Adhi. Listen. This girl is a Brahman's daughter. I know all about her history. She was kidnapped in her infancy by cruel Christian pirates, and, being shipwrecked, they abandoned her on this seashore. She will tell you all about that hereafter. The Kapálik got hold of her, and was bringing her up for the accomplishment of his vows; and in no long time he would have succeeded in his purpose. The girl is yet a virgin, and her character is thoroughly pure. Do you marry her, and take her to your home. No one will be able to say anything, for I will marry you according to the Shastres.

Nobokumar started up from his bed, and hastily began to walk to and fro. As he made no reply, the Adhikari waited a moment, and said, "Go to sleep now; to-morrow morning I will arouse you. If you like, you can go alone; I will put you on the road to Midnapur. So saying the Adhikari took leave: as he went he muttered to himself, "Can it be that I have forgotten the ghatkali of my native land?"


  1. The month is divided into two halves, the light half and the dark half of the moon. The amabosia is the last day of the dark half, that is, the darkest night of the month.
  2. Sebok, he who does seba or worship, a priest. The word seba also means any service. A wife is said to serve her husband well. A sweeper speaks of his occupation as "gaǹer seba" (service for the village)
  3. The mother, i.e. Kali or Durga. Goddesses are frequently spoken of and addressed as mother; as, for instance, the Ganges, "Gangá má."
  4. Parents frequently address their children affectionately as mother and father. In Orissa old women sometimes address young girls with whom they are on familiar terms as "mousi" (aunt); and Brahman children call their mothers "Bo" or "Bohu," which means daughter-in-law, or the young girl of the family.
  5. Shaha-dharmini. Literally, she who worships along with her husband. Now-a-days the wife may almost be called the husband's substitute in matters of worship.

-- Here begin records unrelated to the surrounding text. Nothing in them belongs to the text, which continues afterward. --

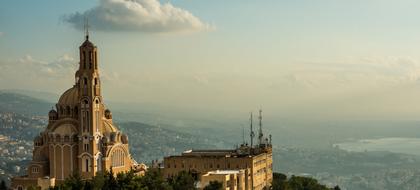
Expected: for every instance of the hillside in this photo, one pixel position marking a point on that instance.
(19, 103)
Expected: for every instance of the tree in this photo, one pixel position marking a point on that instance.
(73, 182)
(183, 181)
(153, 180)
(214, 185)
(110, 181)
(280, 182)
(3, 185)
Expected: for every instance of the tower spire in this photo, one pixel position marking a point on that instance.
(86, 27)
(260, 133)
(251, 134)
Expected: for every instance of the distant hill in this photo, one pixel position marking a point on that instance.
(148, 142)
(23, 104)
(42, 95)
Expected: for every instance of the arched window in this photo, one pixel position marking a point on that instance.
(96, 61)
(57, 138)
(86, 164)
(117, 158)
(90, 60)
(84, 60)
(76, 111)
(35, 170)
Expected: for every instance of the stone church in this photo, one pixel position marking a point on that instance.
(80, 136)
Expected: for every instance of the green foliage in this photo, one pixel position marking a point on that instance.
(183, 181)
(3, 185)
(73, 182)
(280, 182)
(153, 180)
(214, 185)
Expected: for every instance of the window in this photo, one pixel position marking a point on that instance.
(97, 121)
(118, 158)
(35, 170)
(90, 60)
(86, 165)
(84, 60)
(96, 61)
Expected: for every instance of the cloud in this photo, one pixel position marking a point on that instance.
(148, 16)
(56, 68)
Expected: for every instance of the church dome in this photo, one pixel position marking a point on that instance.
(87, 43)
(69, 97)
(53, 114)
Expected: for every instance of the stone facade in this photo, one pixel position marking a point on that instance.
(80, 136)
(256, 162)
(230, 179)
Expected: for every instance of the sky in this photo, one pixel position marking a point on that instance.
(306, 59)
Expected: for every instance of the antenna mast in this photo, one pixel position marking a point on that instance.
(260, 133)
(243, 135)
(251, 134)
(86, 27)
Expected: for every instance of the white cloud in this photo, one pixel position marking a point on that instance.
(138, 15)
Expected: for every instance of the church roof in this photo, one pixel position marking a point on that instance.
(69, 97)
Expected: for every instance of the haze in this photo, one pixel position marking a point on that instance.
(295, 59)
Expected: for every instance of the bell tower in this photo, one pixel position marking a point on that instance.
(91, 109)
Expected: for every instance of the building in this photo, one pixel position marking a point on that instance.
(230, 179)
(80, 136)
(256, 162)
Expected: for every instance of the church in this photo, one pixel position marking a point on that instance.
(80, 136)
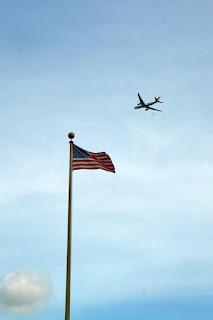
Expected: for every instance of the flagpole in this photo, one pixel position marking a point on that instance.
(71, 135)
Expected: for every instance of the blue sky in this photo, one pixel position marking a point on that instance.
(142, 238)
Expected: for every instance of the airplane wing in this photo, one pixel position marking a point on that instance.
(153, 109)
(141, 101)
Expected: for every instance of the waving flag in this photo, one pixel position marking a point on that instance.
(83, 159)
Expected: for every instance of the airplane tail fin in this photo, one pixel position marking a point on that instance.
(157, 99)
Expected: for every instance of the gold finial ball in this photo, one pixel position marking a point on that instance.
(71, 135)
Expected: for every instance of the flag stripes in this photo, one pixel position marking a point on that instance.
(83, 159)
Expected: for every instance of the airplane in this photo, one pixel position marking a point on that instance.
(141, 104)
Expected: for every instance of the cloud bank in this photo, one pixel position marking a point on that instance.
(24, 292)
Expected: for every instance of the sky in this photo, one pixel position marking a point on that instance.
(142, 237)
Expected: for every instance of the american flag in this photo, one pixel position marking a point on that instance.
(83, 159)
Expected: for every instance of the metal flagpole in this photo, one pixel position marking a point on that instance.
(69, 231)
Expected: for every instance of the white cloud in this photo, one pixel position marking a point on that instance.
(22, 292)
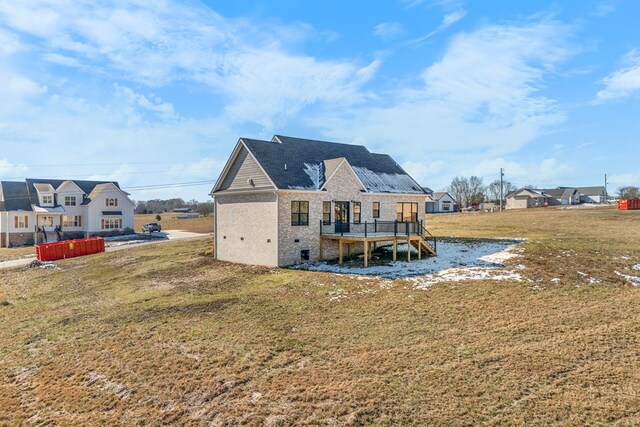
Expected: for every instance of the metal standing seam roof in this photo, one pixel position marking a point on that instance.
(296, 163)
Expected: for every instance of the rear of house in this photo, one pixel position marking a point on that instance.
(274, 199)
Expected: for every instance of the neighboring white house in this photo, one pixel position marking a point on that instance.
(440, 202)
(45, 210)
(289, 200)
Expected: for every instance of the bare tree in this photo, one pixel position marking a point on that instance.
(459, 189)
(629, 192)
(493, 190)
(476, 191)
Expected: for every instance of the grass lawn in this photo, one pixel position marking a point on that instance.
(169, 221)
(162, 334)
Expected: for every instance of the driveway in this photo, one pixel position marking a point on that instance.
(171, 235)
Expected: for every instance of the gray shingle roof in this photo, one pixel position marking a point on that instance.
(296, 163)
(15, 195)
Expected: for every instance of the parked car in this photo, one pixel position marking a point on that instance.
(150, 227)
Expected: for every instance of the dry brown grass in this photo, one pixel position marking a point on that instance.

On religious holidays the men of the educated class do not do pooja, but leave their womenkind to do it, just as in England the wife often goes to church for herself and husband also. Women of the upper and middle classes make pilgrimages to Gya and Kási (Benares) and offer up the pindas (sacrificial cakes) for their own as well as for their husband's ancestors, and such pooja is supposed to be as, or nearly as, efficacious as if performed by their husbands.
  6. Purustom or Puri, where is the Temple of Jagannáth. Hither resort from all parts of India except the extreme south the worshippers of Vishnu. The temple and worship were originally Buddhist, as is evident from several peculiarities that still exist. For instance, the sweetmeal or "maháprasád" sold at the temple may be carried away by a man of low caste, and then eaten even by a Brahman. I believe the fact of its passing through the hands of a Mussulman would not prevent the holiest of Hindoos from eating it.
  7. A ghatak is a sort of marriage-monger or broker, who arranges marriages, and gets a fee from both sides. He is supposed to know the history and genealogy of different families.